Before testing changes in HFDI investment, we review 30 years of court decisions to verify that constituency statutes, once enacted, were enforced by courts and therefore changed directors' duties in practice. Constituency statutes expand directors' ability to consider non-profit maximizing goals similar to, although smaller than, the expansion of director prerogatives under alternative purpose firm legislation. Our findings answer questions raised in early constituency statute scholarship regarding the scope and impact of constituency statutes. Our findings also connect constituency statutes to the current academic debate on alternative purpose firms by identifying potential litigants and theories of recovery under the new statutes. Finally, we observe that HDFIs did not meaningfully change investment behavior in response to constituency statutes' expansion of director duties. Extrapolating our empirical observation to the current question of alternative purpose firms, we do not foresee expanded director duties under these new hybrid entities to, by itself, be a barrier to HFDI investment.

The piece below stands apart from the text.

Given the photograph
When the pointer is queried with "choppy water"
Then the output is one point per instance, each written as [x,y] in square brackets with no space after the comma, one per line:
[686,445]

With Jacob Gray, Nick Ashburn, Harry Douglas, David Musto and Christopher Geczy 

Wharton Social Impact Initiative Report, 2015

Over the past decade, limited partners have increased capital allocations to socially driven private equity funds with the goal to generate long-term impact alongside financial returns. To understand funds' abilities to meet these goals, we gather detailed mission and financial data from 53 impact investing private equity funds, representing 557 individual investments. In our sample we find that while fund managers are overwhelmingly optimistic about mission preservation, few exits have any contractual statements about preserving mission. Regarding financial performance, our set of market-rate-seeking funds achieved gross results comparable to non-impact investment options along a broad range of measures, suggesting it is possible to generate market returns as an impact fund.